It is “that” time of year again in the garden. The time of year when the Blackbird fledglings are bumbling and stumbling out of their nests and are in various places around the garden.
I am so familiar with the “alarm” tweets of the parent birds warning of wandering cats or other dangers. But I am also now very familiar with the soft but gradually insistent “whistlely chirrups” of the fledglings.
Nature has dictated that baby blackbirds fledge with their tail feathers still to grow long and strong and their ability or skill to take shelter in high branches poorly formed. They do not look at all aware of the big bad world they have fluttered into.
I feel for the hard working parents who have devotedly fed several babies and fattened them up beautifully only to then have to find them and feed them in the most obscure and often dangerous places.
Two days ago when the sun shone and the sky was intensely spring blue I could hear two fledglings calling. I found this one here in the Kowhai tree on the reserve on the other side of our fence.
The other was amongst the maidenhair ferns beneath the old Magnolia tree. One quick photo here and I departed very quickly to avoid further stress to the birds.
I scattered food for the hungry parent birds and wished them and their young very well.
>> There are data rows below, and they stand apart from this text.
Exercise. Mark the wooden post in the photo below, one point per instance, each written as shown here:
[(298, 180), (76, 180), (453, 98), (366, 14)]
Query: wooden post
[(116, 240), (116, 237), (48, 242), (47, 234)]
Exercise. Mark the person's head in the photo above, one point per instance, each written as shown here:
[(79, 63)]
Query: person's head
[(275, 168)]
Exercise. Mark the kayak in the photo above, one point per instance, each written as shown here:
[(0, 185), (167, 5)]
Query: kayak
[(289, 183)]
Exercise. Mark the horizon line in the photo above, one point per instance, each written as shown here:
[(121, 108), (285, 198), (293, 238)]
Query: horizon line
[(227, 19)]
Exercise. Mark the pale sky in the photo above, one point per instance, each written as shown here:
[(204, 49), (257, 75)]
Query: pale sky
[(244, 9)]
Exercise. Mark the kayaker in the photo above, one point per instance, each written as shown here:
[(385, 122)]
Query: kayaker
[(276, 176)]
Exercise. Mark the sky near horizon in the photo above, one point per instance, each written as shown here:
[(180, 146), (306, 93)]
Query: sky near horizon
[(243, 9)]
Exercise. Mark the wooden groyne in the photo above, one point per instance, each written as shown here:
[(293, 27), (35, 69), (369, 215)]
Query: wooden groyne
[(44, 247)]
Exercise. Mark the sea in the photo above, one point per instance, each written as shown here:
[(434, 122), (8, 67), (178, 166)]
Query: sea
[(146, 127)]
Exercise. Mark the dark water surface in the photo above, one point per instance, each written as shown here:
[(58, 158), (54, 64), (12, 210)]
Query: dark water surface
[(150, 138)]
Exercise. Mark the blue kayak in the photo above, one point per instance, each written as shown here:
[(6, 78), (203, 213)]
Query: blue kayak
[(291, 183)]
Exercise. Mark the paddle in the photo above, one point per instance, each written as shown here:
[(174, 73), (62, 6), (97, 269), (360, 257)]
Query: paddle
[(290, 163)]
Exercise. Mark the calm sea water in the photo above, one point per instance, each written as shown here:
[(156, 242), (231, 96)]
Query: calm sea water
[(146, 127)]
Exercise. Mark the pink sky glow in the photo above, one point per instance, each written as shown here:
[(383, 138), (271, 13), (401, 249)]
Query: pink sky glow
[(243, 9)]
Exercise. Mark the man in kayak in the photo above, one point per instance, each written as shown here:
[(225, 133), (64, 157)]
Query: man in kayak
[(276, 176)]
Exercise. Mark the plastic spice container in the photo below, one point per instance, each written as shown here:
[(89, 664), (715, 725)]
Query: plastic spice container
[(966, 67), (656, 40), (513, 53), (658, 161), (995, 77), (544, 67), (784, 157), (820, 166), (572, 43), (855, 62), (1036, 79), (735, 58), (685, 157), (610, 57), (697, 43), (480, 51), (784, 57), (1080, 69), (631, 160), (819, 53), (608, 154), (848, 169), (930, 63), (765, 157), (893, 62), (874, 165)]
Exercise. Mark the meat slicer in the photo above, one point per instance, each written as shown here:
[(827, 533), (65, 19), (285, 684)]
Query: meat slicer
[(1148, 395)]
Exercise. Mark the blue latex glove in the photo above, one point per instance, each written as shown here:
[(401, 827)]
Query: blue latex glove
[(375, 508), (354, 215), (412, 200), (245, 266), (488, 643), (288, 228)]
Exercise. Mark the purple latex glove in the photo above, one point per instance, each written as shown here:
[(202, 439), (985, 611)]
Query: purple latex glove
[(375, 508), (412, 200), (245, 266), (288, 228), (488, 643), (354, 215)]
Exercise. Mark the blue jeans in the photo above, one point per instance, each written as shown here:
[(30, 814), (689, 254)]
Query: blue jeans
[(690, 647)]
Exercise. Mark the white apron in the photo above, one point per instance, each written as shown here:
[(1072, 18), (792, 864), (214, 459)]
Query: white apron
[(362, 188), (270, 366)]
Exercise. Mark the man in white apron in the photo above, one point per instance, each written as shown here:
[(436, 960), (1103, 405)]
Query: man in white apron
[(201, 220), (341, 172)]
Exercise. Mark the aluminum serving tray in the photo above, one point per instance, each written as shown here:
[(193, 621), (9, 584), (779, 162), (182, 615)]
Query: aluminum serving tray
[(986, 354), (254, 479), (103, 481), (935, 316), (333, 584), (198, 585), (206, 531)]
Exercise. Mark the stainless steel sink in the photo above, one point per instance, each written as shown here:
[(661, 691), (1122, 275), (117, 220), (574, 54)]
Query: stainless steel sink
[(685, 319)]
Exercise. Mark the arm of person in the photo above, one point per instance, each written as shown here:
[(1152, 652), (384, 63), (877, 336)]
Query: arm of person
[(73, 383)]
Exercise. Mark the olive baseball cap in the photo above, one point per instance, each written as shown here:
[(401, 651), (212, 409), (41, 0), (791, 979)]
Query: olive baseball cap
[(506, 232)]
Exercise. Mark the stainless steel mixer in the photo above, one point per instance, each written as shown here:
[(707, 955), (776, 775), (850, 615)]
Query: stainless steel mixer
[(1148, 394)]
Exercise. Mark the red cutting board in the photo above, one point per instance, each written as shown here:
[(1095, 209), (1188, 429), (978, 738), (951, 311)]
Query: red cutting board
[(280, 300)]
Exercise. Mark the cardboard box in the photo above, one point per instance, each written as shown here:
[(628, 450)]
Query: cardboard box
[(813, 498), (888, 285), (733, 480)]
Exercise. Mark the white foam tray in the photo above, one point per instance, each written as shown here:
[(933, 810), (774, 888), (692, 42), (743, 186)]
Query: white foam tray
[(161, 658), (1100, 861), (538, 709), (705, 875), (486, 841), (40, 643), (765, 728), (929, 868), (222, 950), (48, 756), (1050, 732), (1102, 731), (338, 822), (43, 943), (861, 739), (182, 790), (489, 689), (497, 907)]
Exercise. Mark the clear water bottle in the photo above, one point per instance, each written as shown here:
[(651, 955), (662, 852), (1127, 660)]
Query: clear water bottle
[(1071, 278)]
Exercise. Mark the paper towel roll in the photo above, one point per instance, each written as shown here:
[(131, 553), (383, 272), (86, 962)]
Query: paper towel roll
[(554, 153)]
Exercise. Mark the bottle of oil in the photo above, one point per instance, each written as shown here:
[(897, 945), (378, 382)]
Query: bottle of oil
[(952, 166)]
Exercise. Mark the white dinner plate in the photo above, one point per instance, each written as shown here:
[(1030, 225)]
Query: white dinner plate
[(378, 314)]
I can hear more chirrups already this morning on a blustery spring day. The rain that is forecast for later in the day may help the dedicated parents find better supplies of worms and insects to nourish the family. . Meanwhile I will see what I can find to supplement the food supplies.
It is official. Even the scientists confirm my suspicions. It has been a very windy spring and while we are used to that here in windy Wellington, many of the gales have been much stronger than the usual blustery conditions we live with.
Almost without fail there have been wind warnings forecasting gusts of up to 140kms per hour. Fortunately my particularly patch on earth has a degree of shelter from these northwesterlies. But we have sustained damage, most recently to an old television aerial.
You can see the trees in the tall tree part of our garden taking a buffeting. The fresh leaves of the birch trees are already looking bedraggled and bent in response to the prevailing bluster.
Those are the ones that have survived on the trees. So many have been stripped. In past springs they looked like this.
The rock roses have proved to be hardy and flourishing bushes but the relentless wind sees the crepey flowers brown and shrivel.
And then there are the birds who must be exhausted battling through the endless gusts and the strength of the wind. Look at these two blackbird fledglings sheltering in a sunny and calm part of the garden this afternoon, resting while the parents are off foraging.
As I went outdoors the parent bird flew near me and waited hopefully in the Magnolia tree.
I had nothing to offer him this time but I have been tossing scraps and crumbs out in greater quantities to help the birds survive.
Other parts of the country have been hard hit again today and we are hoping that the winds will abate tomorrow as predicted.